Oil a square of parchment paper, place the oiled side on top of the cookie dough ball and press with something flat to flatten the cookie evenly. I am using the back of a measuring cup, but a smooth bottom glass works too. Press into a 0.2-inch thick cookie so the edges and top will crisp more and the center stays moist.
Bake the cookies in the center rack of the oven for 18-22 minutes at 350 °F (180 °C) until golden-brown on the edges.
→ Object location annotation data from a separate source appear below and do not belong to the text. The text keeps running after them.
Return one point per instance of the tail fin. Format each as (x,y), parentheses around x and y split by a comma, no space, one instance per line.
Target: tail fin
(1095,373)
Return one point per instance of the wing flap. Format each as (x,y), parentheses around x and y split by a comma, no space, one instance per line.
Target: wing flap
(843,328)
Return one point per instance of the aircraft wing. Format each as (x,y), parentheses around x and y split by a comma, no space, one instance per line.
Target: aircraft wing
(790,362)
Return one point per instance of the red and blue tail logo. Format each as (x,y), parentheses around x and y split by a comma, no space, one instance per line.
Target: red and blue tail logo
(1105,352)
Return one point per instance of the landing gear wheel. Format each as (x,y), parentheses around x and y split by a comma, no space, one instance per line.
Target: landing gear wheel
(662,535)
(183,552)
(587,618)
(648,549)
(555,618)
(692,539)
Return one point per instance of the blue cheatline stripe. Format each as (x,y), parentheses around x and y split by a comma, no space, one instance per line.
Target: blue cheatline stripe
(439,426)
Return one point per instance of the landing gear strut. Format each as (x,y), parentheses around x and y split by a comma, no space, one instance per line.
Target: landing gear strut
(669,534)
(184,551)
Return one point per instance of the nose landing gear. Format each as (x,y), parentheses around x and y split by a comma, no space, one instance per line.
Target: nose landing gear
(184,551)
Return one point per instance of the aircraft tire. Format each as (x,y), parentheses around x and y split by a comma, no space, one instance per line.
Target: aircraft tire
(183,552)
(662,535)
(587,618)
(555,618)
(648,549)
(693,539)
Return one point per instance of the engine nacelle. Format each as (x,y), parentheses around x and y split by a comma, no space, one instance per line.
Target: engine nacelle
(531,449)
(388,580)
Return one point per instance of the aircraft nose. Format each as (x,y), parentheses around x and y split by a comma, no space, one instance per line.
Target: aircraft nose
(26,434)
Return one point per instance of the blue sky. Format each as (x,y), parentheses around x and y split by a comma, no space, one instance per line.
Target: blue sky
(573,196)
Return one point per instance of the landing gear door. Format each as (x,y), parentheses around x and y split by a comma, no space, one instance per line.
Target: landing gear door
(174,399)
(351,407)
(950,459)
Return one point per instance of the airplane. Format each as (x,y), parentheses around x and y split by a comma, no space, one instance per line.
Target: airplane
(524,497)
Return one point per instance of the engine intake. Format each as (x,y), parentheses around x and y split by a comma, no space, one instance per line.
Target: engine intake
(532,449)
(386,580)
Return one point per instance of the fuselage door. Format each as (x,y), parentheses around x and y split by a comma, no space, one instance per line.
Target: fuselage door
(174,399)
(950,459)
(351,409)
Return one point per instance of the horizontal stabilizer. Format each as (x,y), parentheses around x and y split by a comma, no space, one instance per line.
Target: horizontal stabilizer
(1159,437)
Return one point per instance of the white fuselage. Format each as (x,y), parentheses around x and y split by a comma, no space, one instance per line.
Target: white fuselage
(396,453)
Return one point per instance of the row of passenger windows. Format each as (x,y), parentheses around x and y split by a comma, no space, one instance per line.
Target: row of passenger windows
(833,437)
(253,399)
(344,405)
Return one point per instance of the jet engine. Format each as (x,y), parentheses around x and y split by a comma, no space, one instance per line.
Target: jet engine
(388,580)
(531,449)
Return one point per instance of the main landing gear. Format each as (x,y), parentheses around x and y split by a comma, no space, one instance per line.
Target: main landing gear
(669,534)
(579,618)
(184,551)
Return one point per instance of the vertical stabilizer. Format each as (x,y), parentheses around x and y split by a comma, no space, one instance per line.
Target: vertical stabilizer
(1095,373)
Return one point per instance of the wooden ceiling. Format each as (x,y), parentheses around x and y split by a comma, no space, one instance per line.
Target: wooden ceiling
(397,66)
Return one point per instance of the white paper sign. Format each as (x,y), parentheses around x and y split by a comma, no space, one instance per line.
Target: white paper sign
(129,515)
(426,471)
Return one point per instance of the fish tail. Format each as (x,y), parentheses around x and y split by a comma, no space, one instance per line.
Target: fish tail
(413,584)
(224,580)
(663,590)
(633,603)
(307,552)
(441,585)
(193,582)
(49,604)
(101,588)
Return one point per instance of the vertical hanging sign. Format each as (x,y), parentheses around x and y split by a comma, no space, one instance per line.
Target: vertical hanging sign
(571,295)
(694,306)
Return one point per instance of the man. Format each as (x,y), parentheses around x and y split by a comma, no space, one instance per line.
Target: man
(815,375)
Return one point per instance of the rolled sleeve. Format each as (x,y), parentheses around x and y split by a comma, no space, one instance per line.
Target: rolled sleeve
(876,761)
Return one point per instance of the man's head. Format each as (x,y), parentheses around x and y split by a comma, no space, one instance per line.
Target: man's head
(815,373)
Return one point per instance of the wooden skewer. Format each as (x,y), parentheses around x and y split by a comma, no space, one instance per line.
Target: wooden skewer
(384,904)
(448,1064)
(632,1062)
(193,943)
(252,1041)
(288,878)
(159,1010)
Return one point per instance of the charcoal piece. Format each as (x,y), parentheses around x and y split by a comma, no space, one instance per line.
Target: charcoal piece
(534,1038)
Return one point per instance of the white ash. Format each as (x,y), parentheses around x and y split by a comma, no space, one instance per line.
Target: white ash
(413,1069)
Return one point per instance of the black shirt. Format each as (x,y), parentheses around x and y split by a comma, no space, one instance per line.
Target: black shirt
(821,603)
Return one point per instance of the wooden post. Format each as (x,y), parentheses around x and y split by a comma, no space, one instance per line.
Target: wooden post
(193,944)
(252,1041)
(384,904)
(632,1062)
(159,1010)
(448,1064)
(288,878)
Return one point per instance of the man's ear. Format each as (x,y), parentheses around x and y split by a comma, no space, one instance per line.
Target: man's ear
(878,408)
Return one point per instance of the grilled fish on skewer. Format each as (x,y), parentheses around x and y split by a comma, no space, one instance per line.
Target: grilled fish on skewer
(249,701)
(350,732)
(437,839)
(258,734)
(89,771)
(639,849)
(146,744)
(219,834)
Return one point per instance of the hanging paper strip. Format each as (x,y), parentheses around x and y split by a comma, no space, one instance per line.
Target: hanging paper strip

Let them cool down on the baking sheet for 20 minutes at room temperature, without touching the cookies. They firm up as they cool down.
Notes
Note 1: I don't recommend rolled oats, it makes the cookie dough fragile and it doesn't firm up well. That's why I recommend a finer version of oats called quick oats. You can also make it yourself, pulse rolled oats a few times in a food processor to form a thinner texture, and use them in the recipe as quick oats. Use gluten-free certified oats if needed.Note 2: Or mashed banana.Note 3: Any nut butter works, including unsalted peanut butter, cashew butter, or sunflower seed butter for a nut-free option.Note 4: Any syrup works, apple syrup adds an extra apple flavor, but feel free to use maple syrup or agave syrup.Note 5: Or chopped pecans, almonds, or sunflower seeds for a nut-free option.Storage: Store the cookies in the fridge, in an airtight container for up to 4 days, or freeze in Ziploc bags for up to 1 month.